Я иду в ПМК, где работаю механиком. Сегодня нужно отвезти гусеницы в бригаду Воробьёва. Коммунист не пускает рабочих на ремонт в мастерскую: зимой вскрышные работы оплачиваются по двойным расценкам. И обязательства надо выполнять.
Грузим в КрАЗ гусеницы, едем на линию. Через полтора часа в вагончике мне жмёт руку Воробьёв:
- О! Сергей Иванович! Привёз? Отлично! Нам сейчас бульдозер позарез нужен, грунт снимать. Ну, пойдём.
Он ведёт меня во второе отделение вагончика, где достаёт из стоящего на полу ящика бутылку водки и говорит, глядя с прищуром:
- Выпьем, Иваныч?
Нет, конечно. Я отрицательно качаю головой. Мне известны механики и мастера, которые дали слабину и теперь, по сути, оказались на побегушках у рабочих. Воробьёв улыбается довольно.
- Слышь, что, - бригадир ставит бутылку в ящик, - Асланчик-то, наш, людей бьёт. Надо что-то с этим делать.
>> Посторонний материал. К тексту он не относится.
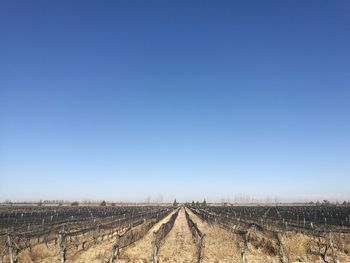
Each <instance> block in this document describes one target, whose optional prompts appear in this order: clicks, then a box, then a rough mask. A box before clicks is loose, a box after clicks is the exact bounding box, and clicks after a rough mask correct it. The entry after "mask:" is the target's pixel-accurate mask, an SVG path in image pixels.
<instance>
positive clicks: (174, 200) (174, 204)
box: [173, 198, 178, 207]
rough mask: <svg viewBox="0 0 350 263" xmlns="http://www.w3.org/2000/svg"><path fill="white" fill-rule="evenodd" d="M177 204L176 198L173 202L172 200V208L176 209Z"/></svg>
mask: <svg viewBox="0 0 350 263" xmlns="http://www.w3.org/2000/svg"><path fill="white" fill-rule="evenodd" d="M177 205H178V204H177V202H176V198H175V200H174V203H173V207H177Z"/></svg>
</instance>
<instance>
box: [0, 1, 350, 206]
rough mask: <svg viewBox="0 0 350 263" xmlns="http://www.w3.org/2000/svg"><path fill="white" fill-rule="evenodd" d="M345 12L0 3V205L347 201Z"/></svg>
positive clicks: (152, 4)
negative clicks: (0, 179) (97, 200)
mask: <svg viewBox="0 0 350 263" xmlns="http://www.w3.org/2000/svg"><path fill="white" fill-rule="evenodd" d="M349 14H350V2H349V1H319V0H317V1H312V0H310V1H294V0H293V1H260V0H257V1H10V0H5V1H1V3H0V90H1V91H0V92H1V93H0V118H1V119H0V120H1V122H0V179H1V183H0V200H4V199H7V198H8V199H12V200H23V199H27V200H37V199H64V198H68V199H84V198H90V199H112V200H135V201H139V200H144V199H145V198H146V197H147V196H150V197H152V198H156V197H158V196H160V195H162V196H163V198H164V200H171V199H173V198H174V197H177V198H178V199H179V200H192V199H202V198H204V197H205V198H207V199H209V200H217V199H218V198H221V197H232V196H234V195H235V194H238V193H246V194H250V195H252V196H270V197H275V196H277V197H279V198H291V199H293V198H294V199H300V198H305V199H307V198H323V197H329V198H337V199H342V198H350V197H349V196H350V183H349V182H350V180H349V178H350V15H349Z"/></svg>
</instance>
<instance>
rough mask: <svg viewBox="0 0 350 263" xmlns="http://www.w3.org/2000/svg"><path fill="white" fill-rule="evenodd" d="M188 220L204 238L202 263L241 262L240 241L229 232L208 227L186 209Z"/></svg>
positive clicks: (207, 224)
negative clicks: (188, 215) (202, 260)
mask: <svg viewBox="0 0 350 263" xmlns="http://www.w3.org/2000/svg"><path fill="white" fill-rule="evenodd" d="M186 211H187V212H188V214H189V215H190V218H191V219H192V221H193V222H194V223H196V224H197V226H198V228H199V230H200V231H202V232H203V233H204V234H205V235H206V236H205V240H204V258H203V262H207V263H209V262H210V263H214V262H220V263H221V262H223V263H224V262H230V263H232V262H242V260H241V246H242V244H241V243H242V239H241V238H240V237H239V236H237V235H235V234H234V233H230V231H228V230H226V229H224V228H222V227H220V226H218V225H216V224H212V225H209V224H208V223H207V222H205V221H202V220H201V219H200V218H199V217H198V216H197V215H195V214H194V213H192V212H191V210H190V209H188V208H187V209H186Z"/></svg>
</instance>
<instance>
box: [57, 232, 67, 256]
mask: <svg viewBox="0 0 350 263" xmlns="http://www.w3.org/2000/svg"><path fill="white" fill-rule="evenodd" d="M58 245H59V258H60V263H65V262H66V242H65V233H64V232H60V233H59V236H58Z"/></svg>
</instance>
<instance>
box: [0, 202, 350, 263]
mask: <svg viewBox="0 0 350 263" xmlns="http://www.w3.org/2000/svg"><path fill="white" fill-rule="evenodd" d="M0 262H1V263H2V262H4V263H5V262H6V263H10V262H25V263H33V262H45V263H51V262H52V263H53V262H60V263H64V262H67V263H73V262H77V263H83V262H95V263H112V262H120V263H127V262H135V263H136V262H152V263H155V262H194V263H197V262H207V263H214V262H276V263H277V262H281V263H287V262H333V263H334V262H350V207H347V206H191V205H180V206H170V205H168V206H160V205H157V206H155V205H154V206H145V205H141V206H70V207H68V206H67V207H64V206H56V207H53V206H52V207H50V206H47V207H46V206H42V207H39V206H2V207H0Z"/></svg>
Добром не кончится.
Аслан Белиев, заместитель начальника, дагестанец. Общительный, весёлый, компанейский, и вдруг такое! Смотрю на бригадира удивлёнными глазами. С чего это Аслан так изменился? Повышение в должности повлияло...
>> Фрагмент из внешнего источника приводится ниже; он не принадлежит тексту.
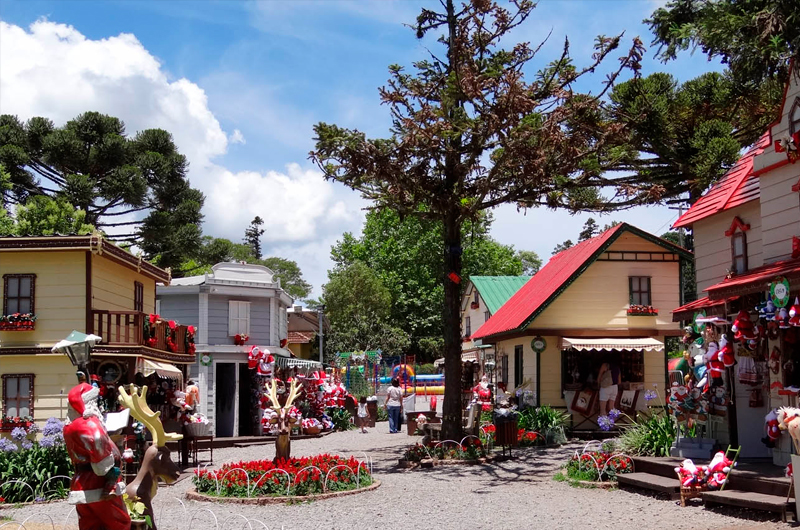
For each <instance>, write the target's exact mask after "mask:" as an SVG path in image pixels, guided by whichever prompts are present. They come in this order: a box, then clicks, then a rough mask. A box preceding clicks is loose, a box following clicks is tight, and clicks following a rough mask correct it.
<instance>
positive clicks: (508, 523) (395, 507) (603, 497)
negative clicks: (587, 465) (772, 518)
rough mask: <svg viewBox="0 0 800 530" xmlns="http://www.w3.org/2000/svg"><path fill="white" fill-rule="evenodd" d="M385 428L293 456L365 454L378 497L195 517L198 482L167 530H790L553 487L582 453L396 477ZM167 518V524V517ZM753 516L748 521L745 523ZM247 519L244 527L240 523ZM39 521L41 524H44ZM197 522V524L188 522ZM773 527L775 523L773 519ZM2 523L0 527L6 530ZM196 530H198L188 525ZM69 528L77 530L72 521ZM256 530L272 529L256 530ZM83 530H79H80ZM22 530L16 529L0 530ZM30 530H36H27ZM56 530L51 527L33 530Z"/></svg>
mask: <svg viewBox="0 0 800 530" xmlns="http://www.w3.org/2000/svg"><path fill="white" fill-rule="evenodd" d="M386 431H387V427H386V423H383V424H378V427H377V428H376V429H372V430H370V432H369V433H368V434H362V433H360V432H358V431H350V432H346V433H335V434H332V435H329V436H325V437H323V438H319V439H312V440H296V441H294V442H293V443H292V452H293V454H294V455H297V456H300V455H314V454H317V453H320V452H328V453H336V454H341V455H350V454H354V455H358V454H359V452H360V451H366V452H367V453H368V454H369V455H370V456H371V457H372V459H373V462H374V466H375V475H376V477H377V478H378V479H379V480H381V481H382V485H381V486H380V488H378V489H377V490H375V491H371V492H367V493H363V494H359V495H353V496H347V497H342V498H335V499H329V500H325V501H319V502H309V503H300V504H295V505H271V506H234V505H225V504H216V503H201V502H193V501H192V502H186V510H187V512H188V516H187V515H185V514H184V512H183V510H182V509H181V507H180V503H179V502H178V500H177V499H182V497H183V494H184V492H185V491H186V490H187V489H189V488H190V487H191V479H188V478H187V479H183V480H180V481H179V482H178V483H176V484H175V485H172V486H169V487H162V488H160V490H159V493H158V496H157V497H156V500H155V506H156V515H157V517H158V518H157V521H158V524H159V529H160V530H187V529H189V528H191V529H192V530H194V529H211V528H215V525H214V522H213V517H212V516H211V514H210V513H209V512H208V511H204V509H210V510H212V511H213V512H214V514H215V515H216V516H217V518H218V520H219V528H220V529H223V530H225V529H231V530H233V529H244V528H250V527H249V526H248V525H247V523H246V522H245V518H248V519H251V520H259V521H262V522H264V523H266V525H268V526H269V528H270V529H276V528H284V529H287V530H288V529H297V530H299V529H325V530H331V529H335V530H339V529H341V530H350V529H353V530H355V529H372V528H376V529H377V528H399V527H407V528H425V527H429V528H437V529H458V530H462V529H466V528H509V529H519V528H559V529H562V528H610V529H614V530H624V529H636V530H640V529H642V528H669V529H670V530H679V529H703V528H714V529H716V530H720V529H723V528H734V527H736V528H755V527H758V528H766V529H769V528H776V529H777V528H780V529H786V528H788V525H786V524H783V523H780V522H779V521H776V520H775V519H769V518H767V519H765V516H762V515H760V514H755V515H751V518H750V519H742V518H734V517H730V516H728V515H723V514H722V513H720V512H716V511H711V510H706V509H703V508H702V506H699V505H698V506H692V507H687V508H681V507H680V506H678V505H677V503H675V502H668V501H664V500H659V499H655V498H652V497H650V496H647V495H640V494H636V493H629V492H626V491H619V490H611V491H605V490H599V489H584V488H574V487H572V486H570V485H569V484H566V483H563V482H556V481H554V480H553V479H552V477H553V474H554V473H555V472H556V471H557V470H558V468H559V466H560V465H561V464H563V463H564V461H565V460H566V458H567V456H568V455H569V454H571V452H572V451H574V450H575V448H577V447H580V445H579V444H574V445H568V446H565V447H562V448H559V449H548V450H541V451H540V450H535V449H525V450H522V449H521V450H517V451H515V452H514V456H515V458H514V459H512V460H509V461H505V462H501V463H497V464H493V465H484V466H446V467H439V468H434V469H430V470H414V471H407V470H399V469H397V468H396V467H395V465H396V463H397V459H398V458H399V456H400V454H401V451H402V448H404V447H405V446H406V445H408V444H410V443H413V442H414V441H416V440H418V438H416V437H410V436H406V435H405V434H394V435H390V434H388V433H386ZM273 454H274V447H273V446H271V445H264V446H253V447H247V448H229V449H219V450H216V451H214V456H215V458H216V461H217V463H218V464H220V463H223V462H231V461H239V460H253V459H262V458H272V456H273ZM162 507H163V512H162V514H161V515H159V513H158V512H159V510H161V509H162ZM70 510H71V507H70V506H68V505H67V504H66V503H65V502H58V503H51V504H46V505H36V506H29V507H24V508H20V509H5V510H2V511H0V517H2V516H6V517H9V516H11V517H13V518H15V519H16V520H17V521H21V520H23V519H24V518H26V517H28V516H30V515H32V514H34V513H37V514H48V515H50V516H52V517H53V518H54V519H55V520H56V522H57V525H56V528H57V529H58V530H61V527H60V526H59V525H60V524H61V523H62V521H64V519H65V517H66V516H67V515H68V513H69V511H70ZM741 515H745V516H747V515H749V514H741ZM242 516H243V517H242ZM42 517H43V516H41V515H39V516H37V518H36V520H37V521H44V520H45V519H44V518H42ZM192 517H194V520H193V521H190V520H191V519H192ZM766 517H768V516H766ZM3 522H4V521H3V520H2V518H0V526H2V523H3ZM190 522H191V525H190ZM70 523H71V526H72V525H76V519H75V516H74V515H73V516H72V517H71V520H70ZM251 524H252V528H254V529H256V528H264V527H263V526H262V525H260V524H258V523H256V522H252V523H251ZM72 527H75V526H72ZM2 528H3V530H6V529H8V530H12V529H13V530H16V528H17V527H16V526H13V525H9V526H5V527H2ZM27 528H28V529H29V530H32V527H27ZM33 528H36V530H38V529H39V528H41V529H45V528H46V529H48V530H50V528H51V527H50V525H49V524H47V525H45V526H37V527H33ZM68 528H69V527H68Z"/></svg>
Оговариваем с бригадиром дальнейшие действия. Ему нравится моя работа, а меня восхищает работа людей, по сути, совершающих трудовой подвиг: мелиорация проводится на местности, на которую легло радиоактивное облако после взрыва ядерной бомбы под Семипалатинском. Две трети облака осталось здесь, а остальное обогнуло земной шар, превратив в заволжье степь в полупустыню.
Через несколько лет, когда появится язва, я вспомню слова картавого Володьки Князева:
- Не пьёшь, Сеггей Иванович? Потом пожалеешь.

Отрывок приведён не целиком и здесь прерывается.